Não tive mais nenhuma dúvida. Peguei a camionete e fui comprar adubo e terra preta na vila. Ela aproveitou para adquirir novos pés de plantas, que eu até ignorava que existissem. Trabalhamos pesado o dia todo. Eu e o pobre do caseiro que sempre descuidava do jardim da patroa. Consertamos cercas, fizemos leiras, limpamos as varandas, a área de lazer e a piscina, colocamos os colchões de mola para desumidificar ao sol, consertamos móveis antigos e polimos a enorme e pesada mesa de mogno onde toda a família e os amigos se reuniam para almoçar. Depois de tudo limpo e no seu devido lugar fomos jantar. Então ela falou que tinha algo muito importante a me dizer. Enquanto eu imaginava o que fosse ficou no ar o cheiro encorpado de ovo frito quando ela o tirou da frigideira para me servir. O prato de porcelana inglesa - herança dos seus pais – era antigo como o sino da igrejinha da vila. Parecia um gigantesco tacho de comida aos meus olhos, tanta era a fome que eu sentia. Educadamente me contive até ela pôr o prato sobre a mesa. Percebi que no seu olhar sobre meus gestos havia admiração e certa censura. Aquilo foi me encabulando aos poucos, não consegui terminar de comer a omelete, que, aliás, era a única coisa que cozinhava bem. Ela percebeu e me disse: - Coma devagar. Não vou ficar aqui te olhando. E saiu da cozinha.
Na rede da varanda a gente olhava a lua imensurável aos nossos olhos, em silêncio. Até que ela falou: - Obrigada, amor, foi um dia puxado, mas recompensador. Lembra-se disto? Disse-me mostrando um anel de ouro e brilhante, envelhecido. - Encontrei-o ao trocar a terra de um vaso quando meditava sobre o que tem sido a minha vida ao seu lado. Eu agradecia a Deus por ela ser tão cheia de desafios, de vitórias e de superações e por ser prenhe de amor e de perdão, justamente quando arranquei um pé de quebra-pedra e esmaguei a terra de suas raízes. Eu estava sem as luvas de borracha, pois tem hora que elas incomodam, e de repente aquele anel sujo parecia querer se alojar novamente no meu dedo. Foi um dia feliz porque recuperei um objeto que faz parte da nossa história, meu anel de noivado, que você me deu e que eu havia perdido durante a construção desta casa, lembra? Ah, eu tinha chorado tanto e agora ele volta para o meu dedo assim... Tão simples.

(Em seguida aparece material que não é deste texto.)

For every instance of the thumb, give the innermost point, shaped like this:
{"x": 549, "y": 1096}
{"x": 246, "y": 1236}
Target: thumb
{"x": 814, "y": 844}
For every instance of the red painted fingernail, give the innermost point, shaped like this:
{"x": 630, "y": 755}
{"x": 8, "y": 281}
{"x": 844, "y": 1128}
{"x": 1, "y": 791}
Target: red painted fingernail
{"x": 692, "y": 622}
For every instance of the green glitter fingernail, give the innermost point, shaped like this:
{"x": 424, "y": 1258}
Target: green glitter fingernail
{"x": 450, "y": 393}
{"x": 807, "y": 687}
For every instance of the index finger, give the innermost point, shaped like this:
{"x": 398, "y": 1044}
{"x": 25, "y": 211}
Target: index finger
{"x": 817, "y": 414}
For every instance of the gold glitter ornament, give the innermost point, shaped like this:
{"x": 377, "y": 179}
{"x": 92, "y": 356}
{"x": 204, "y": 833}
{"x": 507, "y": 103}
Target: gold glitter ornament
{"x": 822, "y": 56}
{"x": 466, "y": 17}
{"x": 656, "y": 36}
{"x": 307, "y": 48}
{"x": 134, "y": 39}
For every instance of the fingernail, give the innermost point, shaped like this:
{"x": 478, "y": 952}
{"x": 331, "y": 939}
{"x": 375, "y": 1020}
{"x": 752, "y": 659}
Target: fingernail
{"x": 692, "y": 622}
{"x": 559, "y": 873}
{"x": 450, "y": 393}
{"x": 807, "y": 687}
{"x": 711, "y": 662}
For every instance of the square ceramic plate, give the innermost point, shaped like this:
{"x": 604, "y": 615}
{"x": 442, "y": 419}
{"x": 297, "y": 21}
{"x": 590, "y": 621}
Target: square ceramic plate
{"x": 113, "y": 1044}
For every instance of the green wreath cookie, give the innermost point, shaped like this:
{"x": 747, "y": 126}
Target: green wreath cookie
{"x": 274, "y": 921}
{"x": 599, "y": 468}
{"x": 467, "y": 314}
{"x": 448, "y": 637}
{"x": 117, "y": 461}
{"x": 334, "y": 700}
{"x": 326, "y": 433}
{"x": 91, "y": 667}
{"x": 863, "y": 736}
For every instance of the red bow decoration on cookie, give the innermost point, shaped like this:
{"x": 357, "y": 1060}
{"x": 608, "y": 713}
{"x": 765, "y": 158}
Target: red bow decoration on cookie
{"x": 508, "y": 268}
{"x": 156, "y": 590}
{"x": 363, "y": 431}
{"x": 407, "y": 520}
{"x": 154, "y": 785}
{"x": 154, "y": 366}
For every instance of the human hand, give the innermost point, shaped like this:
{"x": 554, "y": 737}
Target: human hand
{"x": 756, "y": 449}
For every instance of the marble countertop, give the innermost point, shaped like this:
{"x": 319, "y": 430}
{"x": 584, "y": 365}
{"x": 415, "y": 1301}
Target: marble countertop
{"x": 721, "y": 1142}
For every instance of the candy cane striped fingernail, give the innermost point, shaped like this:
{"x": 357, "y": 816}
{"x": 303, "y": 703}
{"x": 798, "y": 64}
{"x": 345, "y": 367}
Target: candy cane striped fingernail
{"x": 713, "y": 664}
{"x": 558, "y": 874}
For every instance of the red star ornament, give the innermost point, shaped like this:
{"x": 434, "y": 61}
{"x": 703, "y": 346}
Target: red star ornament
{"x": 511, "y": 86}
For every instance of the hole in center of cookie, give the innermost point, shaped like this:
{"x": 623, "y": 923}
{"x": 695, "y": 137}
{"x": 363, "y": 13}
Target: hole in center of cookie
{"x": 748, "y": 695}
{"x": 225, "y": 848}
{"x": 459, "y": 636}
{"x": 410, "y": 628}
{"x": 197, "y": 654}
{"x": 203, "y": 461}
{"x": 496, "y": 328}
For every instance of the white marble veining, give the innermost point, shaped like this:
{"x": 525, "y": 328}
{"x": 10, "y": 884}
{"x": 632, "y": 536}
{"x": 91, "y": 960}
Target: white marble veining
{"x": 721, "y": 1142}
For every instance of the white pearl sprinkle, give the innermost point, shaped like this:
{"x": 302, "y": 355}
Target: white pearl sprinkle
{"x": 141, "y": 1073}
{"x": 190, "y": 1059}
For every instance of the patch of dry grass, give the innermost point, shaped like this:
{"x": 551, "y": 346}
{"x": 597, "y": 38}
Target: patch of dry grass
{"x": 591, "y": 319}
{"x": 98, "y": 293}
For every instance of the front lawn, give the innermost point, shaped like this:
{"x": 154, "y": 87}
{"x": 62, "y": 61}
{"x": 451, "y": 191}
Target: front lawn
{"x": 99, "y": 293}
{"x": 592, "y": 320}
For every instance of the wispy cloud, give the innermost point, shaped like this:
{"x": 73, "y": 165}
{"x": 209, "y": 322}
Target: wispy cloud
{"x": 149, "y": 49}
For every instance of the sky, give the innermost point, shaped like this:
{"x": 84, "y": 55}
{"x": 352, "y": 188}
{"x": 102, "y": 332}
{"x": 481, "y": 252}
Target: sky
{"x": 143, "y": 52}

Eu a deixei chorar de alegria, um aparente gesto de fragilidade no rosto de uma mulher tão forte e corajosa. Apesar de estarmos cansados, conversamos abraçados a noite inteira, falando da vida, das coisas que vão e que voltam mesmo quando nem imaginamos e, claro, dos netos e filhos, tão inteligentes e bonitos. Então o sol chegou como um imenso anel de brilhante para iluminar nossa história de amor e os sonhos que sonhamos para quem amamos, nos embalando na rede da varanda da nossa casa de praia.